Um surto de sarampo no estado de Nova York foi a razão da aprovação, em 13 de junho, da lei que elimina a isenção religiosa como motivo para um indivíduo não ser imunizado. Os pais só começaram a sentir o impacto no início das aulas, em 4 de setembro, quando perceberam que seus filhos não vacinados (cerca de 27 mil crianças) não poderiam frequentar a escola, a não ser que fossem vacinados.
O sentimento antivacinal existe há décadas e cresceu juntamente com a internet e sua rede de boatos e desinformação. A demonização das vacinas tem um registro histórico: 11 de setembro de 1999, quando o gastroenterologista britânico Andrew Wakefield publicou seu estudo MMR vaccination and autism na revista médica The Lance. Wakefield acabou desacreditado pela comunidade científica e perdeu sua licença.
No relatório de 2019 da Organização Mundial de Saúde (OMS) sobre os dez maiores riscos à saúde, a “hesitação em se vacinar” figura ao lado de doenças como ebola e HIV. Segundo a OMS, os casos de sarampo no mundo triplicaram este ano, com 360 mil notificados até julho (o triplo de 2018). No Brasil, dados mostram 3.339 casos confirmados de sarampo em 16 estados. Em São Paulo, um adulto e dois bebês morreram da doença; Pernambuco registrou a morte de uma criança. Nenhum dos quatro havia sido vacinado.
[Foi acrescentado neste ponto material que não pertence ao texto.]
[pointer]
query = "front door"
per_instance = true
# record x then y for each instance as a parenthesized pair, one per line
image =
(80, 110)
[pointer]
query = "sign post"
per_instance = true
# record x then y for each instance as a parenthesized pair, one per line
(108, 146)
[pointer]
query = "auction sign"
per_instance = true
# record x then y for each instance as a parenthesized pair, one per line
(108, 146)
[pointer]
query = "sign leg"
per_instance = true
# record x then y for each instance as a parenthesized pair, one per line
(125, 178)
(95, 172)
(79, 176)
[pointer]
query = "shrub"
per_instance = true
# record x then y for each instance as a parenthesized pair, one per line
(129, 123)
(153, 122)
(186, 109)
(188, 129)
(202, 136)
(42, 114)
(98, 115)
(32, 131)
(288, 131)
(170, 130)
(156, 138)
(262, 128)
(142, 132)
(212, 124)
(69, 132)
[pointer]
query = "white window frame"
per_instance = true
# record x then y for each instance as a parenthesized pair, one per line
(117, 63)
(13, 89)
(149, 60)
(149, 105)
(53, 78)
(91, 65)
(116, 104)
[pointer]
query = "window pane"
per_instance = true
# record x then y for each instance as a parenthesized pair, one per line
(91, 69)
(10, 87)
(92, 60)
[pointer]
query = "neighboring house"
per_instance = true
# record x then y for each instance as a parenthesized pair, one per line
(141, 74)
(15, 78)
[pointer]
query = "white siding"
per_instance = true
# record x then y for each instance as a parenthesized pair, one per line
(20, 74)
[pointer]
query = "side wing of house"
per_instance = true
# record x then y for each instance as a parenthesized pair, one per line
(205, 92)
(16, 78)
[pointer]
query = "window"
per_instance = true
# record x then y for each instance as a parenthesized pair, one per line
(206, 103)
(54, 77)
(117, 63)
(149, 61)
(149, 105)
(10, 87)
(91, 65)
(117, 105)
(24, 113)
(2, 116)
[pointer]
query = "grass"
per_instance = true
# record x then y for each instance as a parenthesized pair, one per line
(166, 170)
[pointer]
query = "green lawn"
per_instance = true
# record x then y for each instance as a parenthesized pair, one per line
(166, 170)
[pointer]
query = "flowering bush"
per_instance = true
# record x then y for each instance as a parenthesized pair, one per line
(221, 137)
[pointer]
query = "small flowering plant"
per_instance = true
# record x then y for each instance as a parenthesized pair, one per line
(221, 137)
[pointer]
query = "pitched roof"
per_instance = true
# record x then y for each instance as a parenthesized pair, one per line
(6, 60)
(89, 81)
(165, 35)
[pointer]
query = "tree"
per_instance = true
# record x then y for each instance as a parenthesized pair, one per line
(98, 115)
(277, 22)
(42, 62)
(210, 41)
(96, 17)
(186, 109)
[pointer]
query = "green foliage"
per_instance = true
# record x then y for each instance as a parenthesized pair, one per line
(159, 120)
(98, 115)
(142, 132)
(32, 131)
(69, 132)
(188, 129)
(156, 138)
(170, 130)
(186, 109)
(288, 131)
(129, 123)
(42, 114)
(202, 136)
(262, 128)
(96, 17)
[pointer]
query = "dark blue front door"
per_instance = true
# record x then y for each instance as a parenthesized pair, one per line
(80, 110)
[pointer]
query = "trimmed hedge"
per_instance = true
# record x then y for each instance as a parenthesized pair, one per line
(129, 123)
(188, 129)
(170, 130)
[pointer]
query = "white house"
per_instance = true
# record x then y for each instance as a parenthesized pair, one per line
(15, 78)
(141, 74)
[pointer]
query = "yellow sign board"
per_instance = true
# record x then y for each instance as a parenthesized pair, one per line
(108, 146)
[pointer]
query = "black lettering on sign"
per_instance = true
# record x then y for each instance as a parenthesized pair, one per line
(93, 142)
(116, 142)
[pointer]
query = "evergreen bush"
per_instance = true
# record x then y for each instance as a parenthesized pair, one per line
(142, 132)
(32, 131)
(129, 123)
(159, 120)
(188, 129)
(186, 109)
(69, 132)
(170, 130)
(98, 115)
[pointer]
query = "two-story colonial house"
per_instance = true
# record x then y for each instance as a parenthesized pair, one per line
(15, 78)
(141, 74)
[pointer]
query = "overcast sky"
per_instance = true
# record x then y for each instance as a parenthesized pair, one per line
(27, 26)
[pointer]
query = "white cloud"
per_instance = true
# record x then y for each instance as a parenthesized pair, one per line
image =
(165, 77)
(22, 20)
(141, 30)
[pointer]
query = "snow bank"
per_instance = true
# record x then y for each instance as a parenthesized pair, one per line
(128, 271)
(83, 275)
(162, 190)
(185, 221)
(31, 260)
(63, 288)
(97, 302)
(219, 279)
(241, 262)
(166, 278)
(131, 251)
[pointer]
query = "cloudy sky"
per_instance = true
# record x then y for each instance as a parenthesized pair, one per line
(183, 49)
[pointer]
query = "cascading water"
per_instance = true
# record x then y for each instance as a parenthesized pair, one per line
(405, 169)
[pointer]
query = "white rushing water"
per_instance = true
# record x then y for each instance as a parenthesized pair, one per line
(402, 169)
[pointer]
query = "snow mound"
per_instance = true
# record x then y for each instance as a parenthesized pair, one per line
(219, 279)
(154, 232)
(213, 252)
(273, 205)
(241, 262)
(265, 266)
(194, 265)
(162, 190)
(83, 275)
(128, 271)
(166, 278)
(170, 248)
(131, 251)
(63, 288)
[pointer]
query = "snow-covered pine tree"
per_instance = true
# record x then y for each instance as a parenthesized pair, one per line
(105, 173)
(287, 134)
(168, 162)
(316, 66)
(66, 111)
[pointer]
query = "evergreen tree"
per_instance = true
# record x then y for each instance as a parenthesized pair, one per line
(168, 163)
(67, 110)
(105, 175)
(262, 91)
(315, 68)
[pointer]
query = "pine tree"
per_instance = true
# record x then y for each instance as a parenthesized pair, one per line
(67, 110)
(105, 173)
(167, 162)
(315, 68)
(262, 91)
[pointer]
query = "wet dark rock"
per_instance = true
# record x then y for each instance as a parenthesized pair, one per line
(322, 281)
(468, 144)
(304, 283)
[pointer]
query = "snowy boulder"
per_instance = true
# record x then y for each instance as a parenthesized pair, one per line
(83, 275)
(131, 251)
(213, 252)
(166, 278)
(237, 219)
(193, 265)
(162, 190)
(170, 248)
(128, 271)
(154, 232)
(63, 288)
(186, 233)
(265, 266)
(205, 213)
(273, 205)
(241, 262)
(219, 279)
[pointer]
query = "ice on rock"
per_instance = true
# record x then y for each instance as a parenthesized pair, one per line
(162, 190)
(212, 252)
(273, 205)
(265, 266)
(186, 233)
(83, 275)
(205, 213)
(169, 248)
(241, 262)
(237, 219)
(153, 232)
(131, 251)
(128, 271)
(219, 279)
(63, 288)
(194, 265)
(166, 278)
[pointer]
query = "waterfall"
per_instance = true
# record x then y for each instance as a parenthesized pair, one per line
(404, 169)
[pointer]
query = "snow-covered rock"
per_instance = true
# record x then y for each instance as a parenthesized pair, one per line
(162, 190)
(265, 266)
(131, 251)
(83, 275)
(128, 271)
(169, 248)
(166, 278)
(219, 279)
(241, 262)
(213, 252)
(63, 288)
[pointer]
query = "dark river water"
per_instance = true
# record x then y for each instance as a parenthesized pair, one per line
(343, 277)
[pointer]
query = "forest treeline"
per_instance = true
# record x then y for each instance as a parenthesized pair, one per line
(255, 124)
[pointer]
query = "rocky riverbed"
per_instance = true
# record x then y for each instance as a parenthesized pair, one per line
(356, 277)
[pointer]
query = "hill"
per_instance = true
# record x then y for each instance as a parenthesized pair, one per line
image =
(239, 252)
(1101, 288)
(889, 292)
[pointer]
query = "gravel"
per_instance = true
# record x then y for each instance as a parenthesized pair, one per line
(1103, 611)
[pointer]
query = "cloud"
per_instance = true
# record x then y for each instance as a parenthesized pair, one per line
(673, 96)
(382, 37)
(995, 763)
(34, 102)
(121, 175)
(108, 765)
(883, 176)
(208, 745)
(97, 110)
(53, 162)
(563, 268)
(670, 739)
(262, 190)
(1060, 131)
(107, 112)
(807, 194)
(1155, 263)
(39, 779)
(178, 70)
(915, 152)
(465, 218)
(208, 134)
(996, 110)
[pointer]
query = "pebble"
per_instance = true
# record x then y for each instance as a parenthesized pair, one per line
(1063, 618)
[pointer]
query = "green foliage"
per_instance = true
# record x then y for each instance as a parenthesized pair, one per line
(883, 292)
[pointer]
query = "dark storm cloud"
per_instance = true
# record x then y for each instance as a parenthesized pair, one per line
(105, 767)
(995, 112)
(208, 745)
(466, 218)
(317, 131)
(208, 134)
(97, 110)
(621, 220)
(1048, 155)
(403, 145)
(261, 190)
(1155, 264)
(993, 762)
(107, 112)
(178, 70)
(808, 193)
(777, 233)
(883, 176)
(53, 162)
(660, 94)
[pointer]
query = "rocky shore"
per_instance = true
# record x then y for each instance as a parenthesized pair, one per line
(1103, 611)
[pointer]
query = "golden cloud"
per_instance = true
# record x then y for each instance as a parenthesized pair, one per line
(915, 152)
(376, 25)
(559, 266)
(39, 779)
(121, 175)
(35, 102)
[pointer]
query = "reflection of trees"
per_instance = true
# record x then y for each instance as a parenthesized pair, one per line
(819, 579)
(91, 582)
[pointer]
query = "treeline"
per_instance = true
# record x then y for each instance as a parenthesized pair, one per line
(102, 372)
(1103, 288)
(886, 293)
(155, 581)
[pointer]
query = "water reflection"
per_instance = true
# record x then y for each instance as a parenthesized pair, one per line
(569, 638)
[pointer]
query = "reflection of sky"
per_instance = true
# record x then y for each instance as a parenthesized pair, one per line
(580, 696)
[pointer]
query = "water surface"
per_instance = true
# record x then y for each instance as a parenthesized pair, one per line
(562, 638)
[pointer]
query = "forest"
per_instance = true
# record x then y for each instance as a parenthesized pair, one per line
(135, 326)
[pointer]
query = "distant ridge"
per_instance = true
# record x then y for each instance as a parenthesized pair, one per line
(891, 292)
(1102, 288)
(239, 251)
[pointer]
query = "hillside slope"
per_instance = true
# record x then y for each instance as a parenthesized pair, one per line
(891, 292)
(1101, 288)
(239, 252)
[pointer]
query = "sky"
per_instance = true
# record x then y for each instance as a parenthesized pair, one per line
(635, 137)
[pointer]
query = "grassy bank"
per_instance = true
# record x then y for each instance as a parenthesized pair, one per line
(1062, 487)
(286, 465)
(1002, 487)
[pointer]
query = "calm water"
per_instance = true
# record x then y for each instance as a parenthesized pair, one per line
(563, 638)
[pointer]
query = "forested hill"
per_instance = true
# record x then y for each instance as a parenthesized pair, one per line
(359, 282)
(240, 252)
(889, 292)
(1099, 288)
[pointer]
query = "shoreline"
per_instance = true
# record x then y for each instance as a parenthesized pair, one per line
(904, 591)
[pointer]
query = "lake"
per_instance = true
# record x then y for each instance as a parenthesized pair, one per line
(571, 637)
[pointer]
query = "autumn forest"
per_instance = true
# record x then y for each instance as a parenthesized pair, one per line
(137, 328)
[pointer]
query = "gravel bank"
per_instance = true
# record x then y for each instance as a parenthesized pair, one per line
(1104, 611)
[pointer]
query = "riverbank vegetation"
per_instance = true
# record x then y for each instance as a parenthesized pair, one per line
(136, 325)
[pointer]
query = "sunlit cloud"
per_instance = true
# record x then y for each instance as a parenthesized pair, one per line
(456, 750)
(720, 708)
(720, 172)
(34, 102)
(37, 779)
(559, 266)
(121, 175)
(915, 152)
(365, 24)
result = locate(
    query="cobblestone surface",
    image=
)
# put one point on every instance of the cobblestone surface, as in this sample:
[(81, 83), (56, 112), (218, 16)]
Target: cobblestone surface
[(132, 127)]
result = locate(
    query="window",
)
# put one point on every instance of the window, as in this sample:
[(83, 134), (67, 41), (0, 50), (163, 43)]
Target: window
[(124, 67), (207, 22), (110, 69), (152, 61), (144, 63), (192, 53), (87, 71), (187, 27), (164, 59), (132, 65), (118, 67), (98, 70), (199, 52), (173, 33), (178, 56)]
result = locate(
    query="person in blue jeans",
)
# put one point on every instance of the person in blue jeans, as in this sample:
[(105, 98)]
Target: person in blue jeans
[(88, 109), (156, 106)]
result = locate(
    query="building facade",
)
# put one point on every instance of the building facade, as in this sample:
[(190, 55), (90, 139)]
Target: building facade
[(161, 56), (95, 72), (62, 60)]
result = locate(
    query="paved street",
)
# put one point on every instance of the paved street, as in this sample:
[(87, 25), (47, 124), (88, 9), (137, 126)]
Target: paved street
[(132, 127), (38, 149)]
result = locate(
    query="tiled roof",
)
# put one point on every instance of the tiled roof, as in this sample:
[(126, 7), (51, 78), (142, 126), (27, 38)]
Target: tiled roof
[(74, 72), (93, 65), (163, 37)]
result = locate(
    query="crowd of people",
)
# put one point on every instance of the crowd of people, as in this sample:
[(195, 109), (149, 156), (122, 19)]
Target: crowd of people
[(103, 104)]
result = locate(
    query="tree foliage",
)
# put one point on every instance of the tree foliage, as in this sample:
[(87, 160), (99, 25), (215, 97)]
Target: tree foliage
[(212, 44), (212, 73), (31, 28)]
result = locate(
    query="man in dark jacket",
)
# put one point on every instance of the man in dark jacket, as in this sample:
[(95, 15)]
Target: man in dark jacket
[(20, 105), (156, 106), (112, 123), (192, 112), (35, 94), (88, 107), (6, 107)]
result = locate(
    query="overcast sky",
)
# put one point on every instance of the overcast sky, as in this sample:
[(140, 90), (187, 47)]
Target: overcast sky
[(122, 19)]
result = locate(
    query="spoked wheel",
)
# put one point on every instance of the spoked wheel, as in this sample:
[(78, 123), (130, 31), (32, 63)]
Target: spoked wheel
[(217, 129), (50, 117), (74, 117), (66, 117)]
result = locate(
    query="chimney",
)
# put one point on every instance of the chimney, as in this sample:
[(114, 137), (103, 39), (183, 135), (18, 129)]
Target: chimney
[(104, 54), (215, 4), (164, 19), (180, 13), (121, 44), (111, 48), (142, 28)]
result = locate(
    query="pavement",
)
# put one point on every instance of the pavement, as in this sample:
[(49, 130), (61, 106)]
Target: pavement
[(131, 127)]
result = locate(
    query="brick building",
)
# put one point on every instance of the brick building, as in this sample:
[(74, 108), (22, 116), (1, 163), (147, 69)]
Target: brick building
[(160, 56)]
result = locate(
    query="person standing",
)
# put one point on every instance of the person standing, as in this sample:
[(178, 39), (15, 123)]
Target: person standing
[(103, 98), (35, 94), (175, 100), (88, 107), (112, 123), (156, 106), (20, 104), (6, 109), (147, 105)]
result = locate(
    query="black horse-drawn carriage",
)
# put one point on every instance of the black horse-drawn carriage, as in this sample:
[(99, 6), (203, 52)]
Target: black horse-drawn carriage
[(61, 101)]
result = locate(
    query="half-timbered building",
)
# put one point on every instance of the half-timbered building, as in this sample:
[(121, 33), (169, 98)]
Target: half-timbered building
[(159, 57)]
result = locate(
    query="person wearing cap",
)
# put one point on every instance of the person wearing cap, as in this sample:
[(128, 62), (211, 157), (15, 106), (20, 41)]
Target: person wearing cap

A pediatra Carolina Barbieri e a antropóloga Marcia Couto pesquisaram a antivacinação em São Paulo e descobriram que ela acontece principalmente em famílias urbanas, com renda e escolaridade médias e altas. “O primeiro fator citado foi que não se viam mais as doenças como na época dos pais ou avós. Pode parecer contraditório, mas o sucesso de imunizações no passado diminuiu o medo de ficar doente”, diz a pediatra.
Imunizar não é, segundo ela, um ato individual. “A função coletiva da vacina é proteger diretamente aquela pessoa que não pode ser imunizada, como grávidas, bebês que ainda não alcançaram a idade indicada e pessoas imunodeprimidas pelo tratamento de doenças como o câncer. Quando a cobertura contra o vírus começa a cair em uma população, a proteção cai junto. Vacinar é também um pacto social”, explica a médica.